Existe uma tendência inequívoca de seguir um líder ou de fazer oposição radical à idéia predominante apenas para se fazer notar. Este último é o truque básico do colunismo, a doença infantil do jornalismo. Ocorre que, no caso do assédio sexual de Bill Clinton à estagiária da Casa Branca, o povão não se tocou para o que a imprensa estava falando. Nem contra nem a favor.

O povão só soube do episódio através da imprensa, tudo bem mas transmitir os fatos é uma coisa. Outra bem diferente é acreditar que a imprensa pode fazer o papel de médico e tratar todos os males sociais da nação. Simplesmente, o americano bronco do Meio Oeste, um sujeito endurecido que nem falar direito sabe, achou que para ele os fatos bastavam. Não quis saber das opiniões dos doutores da imprensa.

Mas, com certeza, a imprensa não foi a única instituição a sair desacreditada desse episódio. O povo americano está se tornando cada vez mais desconfiado de suas eminências, de seus próceres. Está escaldado de tanta frustração coletiva. Foram escândalos políticos seguidos e a História recente está repleta de assassinatos e violência. Isso tudo provoca desgastes. Não se sabe em quem confiar. As aparências enganam. Ronald Reagan, um presidente adorado pelo povo, engendrou uma das maiores falsificações coletivas da história deste país. Reagan inventou a história de que a União Soviética era o que ele chamava de "império do mal". Sugeria que os soviéticos tinham a vontade e a capacidade de destruir os Estados Unidos pela força. Ao fazer isso, ele reativou a Guerra Fria, um assunto que andava morto e acabado pela própria incapacidade dos soviéticos de fazerem a guerra contra qualquer inimigo. Mal estavam conseguindo se haver com a Polônia e a Checoslováquia.

Visitei a União Soviética em 1984 e vi um país de Terceiro Mundo, de pessoas deprimidas, desmanchando-se em problemas cotidianos. Como poderiam lançar-se num combate total contra um inimigo poderoso como os Estados Unidos? De forma alguma. Mas Reagan nos vendeu a idéia de que tínhamos um inimigo fenomenal. Quando o comunismo desabou e viu-se que o poderio bélico da União Soviética era uma balela, o infantil povo americano sentiu-se traído. Amadureceu à força. Penso que desde então nunca mais o americano médio se entregou de corpo e alma a nenhuma instituição, seja o governo, seja a imprensa.

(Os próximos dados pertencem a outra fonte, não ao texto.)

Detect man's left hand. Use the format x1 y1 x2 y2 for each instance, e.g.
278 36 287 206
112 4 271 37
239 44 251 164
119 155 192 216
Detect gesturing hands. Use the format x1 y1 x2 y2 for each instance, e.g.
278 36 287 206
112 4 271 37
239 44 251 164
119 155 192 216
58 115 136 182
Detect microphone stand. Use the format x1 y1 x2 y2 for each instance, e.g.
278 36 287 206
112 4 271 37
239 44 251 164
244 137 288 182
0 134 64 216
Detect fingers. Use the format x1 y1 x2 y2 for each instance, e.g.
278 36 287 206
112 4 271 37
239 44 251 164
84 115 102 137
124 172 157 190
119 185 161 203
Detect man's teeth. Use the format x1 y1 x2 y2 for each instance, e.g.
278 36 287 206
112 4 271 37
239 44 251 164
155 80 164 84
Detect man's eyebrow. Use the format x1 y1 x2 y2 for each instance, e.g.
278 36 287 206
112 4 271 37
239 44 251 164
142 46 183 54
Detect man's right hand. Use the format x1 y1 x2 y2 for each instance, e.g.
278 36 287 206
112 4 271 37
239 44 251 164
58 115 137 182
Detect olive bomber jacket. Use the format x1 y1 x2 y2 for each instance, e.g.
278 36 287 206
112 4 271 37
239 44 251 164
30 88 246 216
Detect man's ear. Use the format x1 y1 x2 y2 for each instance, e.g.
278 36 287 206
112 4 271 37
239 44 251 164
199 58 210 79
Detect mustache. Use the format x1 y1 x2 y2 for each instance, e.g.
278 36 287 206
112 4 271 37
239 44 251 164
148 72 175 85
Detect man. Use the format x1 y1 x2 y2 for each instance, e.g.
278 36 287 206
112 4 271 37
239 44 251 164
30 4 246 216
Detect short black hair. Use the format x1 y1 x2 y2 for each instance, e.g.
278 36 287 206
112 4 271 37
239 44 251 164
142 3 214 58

As feministas também saíram chamuscadas do escândalo sexual envolvendo Bill Clinton. Mas elas se recuperaram depois. Elas têm uma noção do poder muito mais acentuada do que as pessoas comuns. São mestres da dissimulação. Veja o caso de Hillary Clinton, a Madre Teresa do feminismo americano. O que ela personifica? Ela personifica o enorme desejo de poder pessoal e também do feminismo americano. As feministas não estão interessadas em percorrer o interior, bater na porta das casas simples do Meio Oeste ou do Sul para tentar convencer os maridos a tratar melhor suas mulheres e a não ser tão machões. Não. O campo de batalhas delas é Washington.

Seus alvos são os intelectuais liberais como eu. Querem polêmica e poder. Não estão interessadas no bem-estar da mulher americana. As grandes corporações foram as que mais lucraram com as conquistas do feminismo americano. O movimento criou uma geração de profissionais carreiristas, competitivas, impiedosas, que trabalham como loucas e no final ganham menos do que os homens, jogando para baixo as despesas salariais das empresas. Um sucesso, como se vê. Instintivamente elas não poderiam ficar contra Clinton porque o presidente é a fonte de poder delas. Por apego ao poder, as feministas não poderiam ficar contra ele, mesmo sabendo que Clinton regularmente violava na essência todas as crenças delas.